As part of the August 2020 training, the YWL members also enhanced their capacities to advocate for a human-rights based peace process between the Communist Party of the Philippines-New People’s Army-National Democratic Front (CPP-NPA-NDF) and the Philippine government. The conflict between the CPP-NPA-NDF and the government has devastated rural areas across the country and has resulted in large-scale internal displacement, loss of lives, damage to property, and widespread insecurity. It has also led to the implementation of martial law and multiple grave human rights violations. Unsurprisingly, the COVID-19 pandemic has exacerbated insecurity experienced by communities as a result of the conflict. Although the warring parties were quick to declare ceasefires in March 2020, the failure to uphold them ultimately worsened prospects of peace negotiations, increased the incidence of violent clashes, and disrupted the delivery of essential relief goods to women and youth peacebuilders on the frontlines of the pandemic.
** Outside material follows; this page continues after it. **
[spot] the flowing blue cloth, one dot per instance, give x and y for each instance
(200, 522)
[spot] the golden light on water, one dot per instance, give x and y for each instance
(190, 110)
“We need to dispel the perception that peacebuilding and negotiations aren’t going anywhere. Militarized responses to the pandemic and armed conflict shouldn’t be the only action the government takes. We need to spread hope, advocate for change, and meet the immediate needs of vulnerable groups,” Bianca Pabotoy, a young woman from Buhol, stressed. During the online training, the young women leaders and gender equality allies designed initiatives to empower and increase opportunities for internally displaced and indigenous young women in conflict-affected communities to protect their rights and participate in peacebuilding. The YWL members in the Philippines emphasized “Peace isn’t just for Mindanao!” Implementing an inclusive peace will help build a better, more equitable future for all Filipinos. The young peacebuilders are working steadily towards building a national movement for sustainable peace and gender equality.